Over 600,000 beneficiaries stand to be affected by the suspension, the World Bank revealed in a letter to Congo’s finance minister. Among those impacted are victims of sexual violence. The authenticity of this correspondence has been confirmed by a World Bank spokesperson.

The World Bank is also seeking clarity on the status of $91 million, previously advanced for the projects, out of the total commitment of $1.04 billion.

The “Social Fund of the Democratic Republic of Congo” was dissolved on May 4 by an executive order from President Felix Tshisekedi, who then established a different public fund. The move was reportedly in response to changes in the legal framework governing public institutions, as per the president’s statement.

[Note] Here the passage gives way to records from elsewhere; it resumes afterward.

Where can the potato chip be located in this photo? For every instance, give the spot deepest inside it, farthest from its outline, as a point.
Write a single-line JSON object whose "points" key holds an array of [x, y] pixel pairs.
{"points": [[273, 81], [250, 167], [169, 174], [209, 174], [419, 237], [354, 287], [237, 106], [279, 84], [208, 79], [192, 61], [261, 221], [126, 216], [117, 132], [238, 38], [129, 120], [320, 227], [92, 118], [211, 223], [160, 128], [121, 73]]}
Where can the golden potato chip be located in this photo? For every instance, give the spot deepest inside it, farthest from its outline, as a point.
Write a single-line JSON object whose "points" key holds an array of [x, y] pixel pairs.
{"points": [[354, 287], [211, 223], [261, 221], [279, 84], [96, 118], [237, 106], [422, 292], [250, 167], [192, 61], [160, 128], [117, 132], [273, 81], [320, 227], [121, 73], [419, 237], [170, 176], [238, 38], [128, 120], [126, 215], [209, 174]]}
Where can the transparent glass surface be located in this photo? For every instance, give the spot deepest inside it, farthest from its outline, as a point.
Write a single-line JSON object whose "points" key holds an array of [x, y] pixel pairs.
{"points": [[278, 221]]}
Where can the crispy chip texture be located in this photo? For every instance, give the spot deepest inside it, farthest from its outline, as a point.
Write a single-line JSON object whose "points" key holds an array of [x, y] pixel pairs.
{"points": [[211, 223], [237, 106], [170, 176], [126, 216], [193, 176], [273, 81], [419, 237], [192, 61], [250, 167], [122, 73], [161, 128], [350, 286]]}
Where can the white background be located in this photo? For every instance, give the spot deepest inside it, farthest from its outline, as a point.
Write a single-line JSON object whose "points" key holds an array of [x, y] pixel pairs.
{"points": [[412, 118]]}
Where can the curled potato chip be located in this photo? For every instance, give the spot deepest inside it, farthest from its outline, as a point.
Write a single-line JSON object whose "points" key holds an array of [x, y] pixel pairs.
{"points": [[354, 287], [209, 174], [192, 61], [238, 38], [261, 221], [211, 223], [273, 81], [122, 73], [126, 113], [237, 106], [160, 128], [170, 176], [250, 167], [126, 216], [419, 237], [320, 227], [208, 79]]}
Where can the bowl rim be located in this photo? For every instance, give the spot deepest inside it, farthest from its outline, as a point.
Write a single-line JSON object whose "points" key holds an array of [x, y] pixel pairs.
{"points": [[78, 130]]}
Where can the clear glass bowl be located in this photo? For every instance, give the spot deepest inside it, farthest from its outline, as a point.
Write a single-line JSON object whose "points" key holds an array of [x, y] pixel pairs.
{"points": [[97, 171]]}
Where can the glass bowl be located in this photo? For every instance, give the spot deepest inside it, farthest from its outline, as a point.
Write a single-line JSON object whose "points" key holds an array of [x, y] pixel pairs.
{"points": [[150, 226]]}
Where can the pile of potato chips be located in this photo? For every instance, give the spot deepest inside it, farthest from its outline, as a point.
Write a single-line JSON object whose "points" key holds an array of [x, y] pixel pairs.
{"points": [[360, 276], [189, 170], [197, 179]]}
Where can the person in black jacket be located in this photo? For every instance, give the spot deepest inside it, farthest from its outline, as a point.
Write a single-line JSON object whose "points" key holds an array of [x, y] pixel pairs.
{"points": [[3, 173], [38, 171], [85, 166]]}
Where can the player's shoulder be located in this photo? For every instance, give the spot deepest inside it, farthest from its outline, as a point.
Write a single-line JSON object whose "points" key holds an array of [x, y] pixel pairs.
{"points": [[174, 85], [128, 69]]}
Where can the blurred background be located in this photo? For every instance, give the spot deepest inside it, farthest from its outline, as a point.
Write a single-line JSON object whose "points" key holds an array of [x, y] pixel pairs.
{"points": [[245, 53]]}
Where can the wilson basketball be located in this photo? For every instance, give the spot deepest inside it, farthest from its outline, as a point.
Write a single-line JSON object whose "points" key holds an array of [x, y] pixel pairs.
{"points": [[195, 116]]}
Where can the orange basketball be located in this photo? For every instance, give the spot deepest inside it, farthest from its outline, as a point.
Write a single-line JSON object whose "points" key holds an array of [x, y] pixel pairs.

The World Bank’s director of operations for the country, Albert Zeufack, expressed the institution’s surprise at the decision in a letter dated May 12, revealing that they had discovered the development via press reports. “Before being able to continue to commit the project funds, the government and the World Bank should agree on transitional measures… in order to ensure that the funds are used for the intended purposes,” he stated.

The finance ministry spokesperson for Congo claimed that comments would be made after receiving directions from the presidency. Tina Salama, Presidential spokesperson, refuted the suspension claims and insisted that the fund would undergo transitional management. However, she did not provide any answers regarding the $91 million in question.

This suspension could critically affect various beneficiaries, including the Panzi Foundation led by Denis Mukwege, a Congolese gynaecologist and recipient of the 2018 Nobel Peace Prize for his services to victims of sexual violence. Mukwege described the situation as a catastrophe for the victims, revealing that his program had received a warning that their expenses would no longer be reimbursed.

The fallout from this decision has reached international platforms, with four of Congo’s main opposition politicians writing to leaders of the International Monetary Fund, the World Bank, and the African Development Bank. The politicians have requested an audit of their funds in Congo amid suspicions of misuse.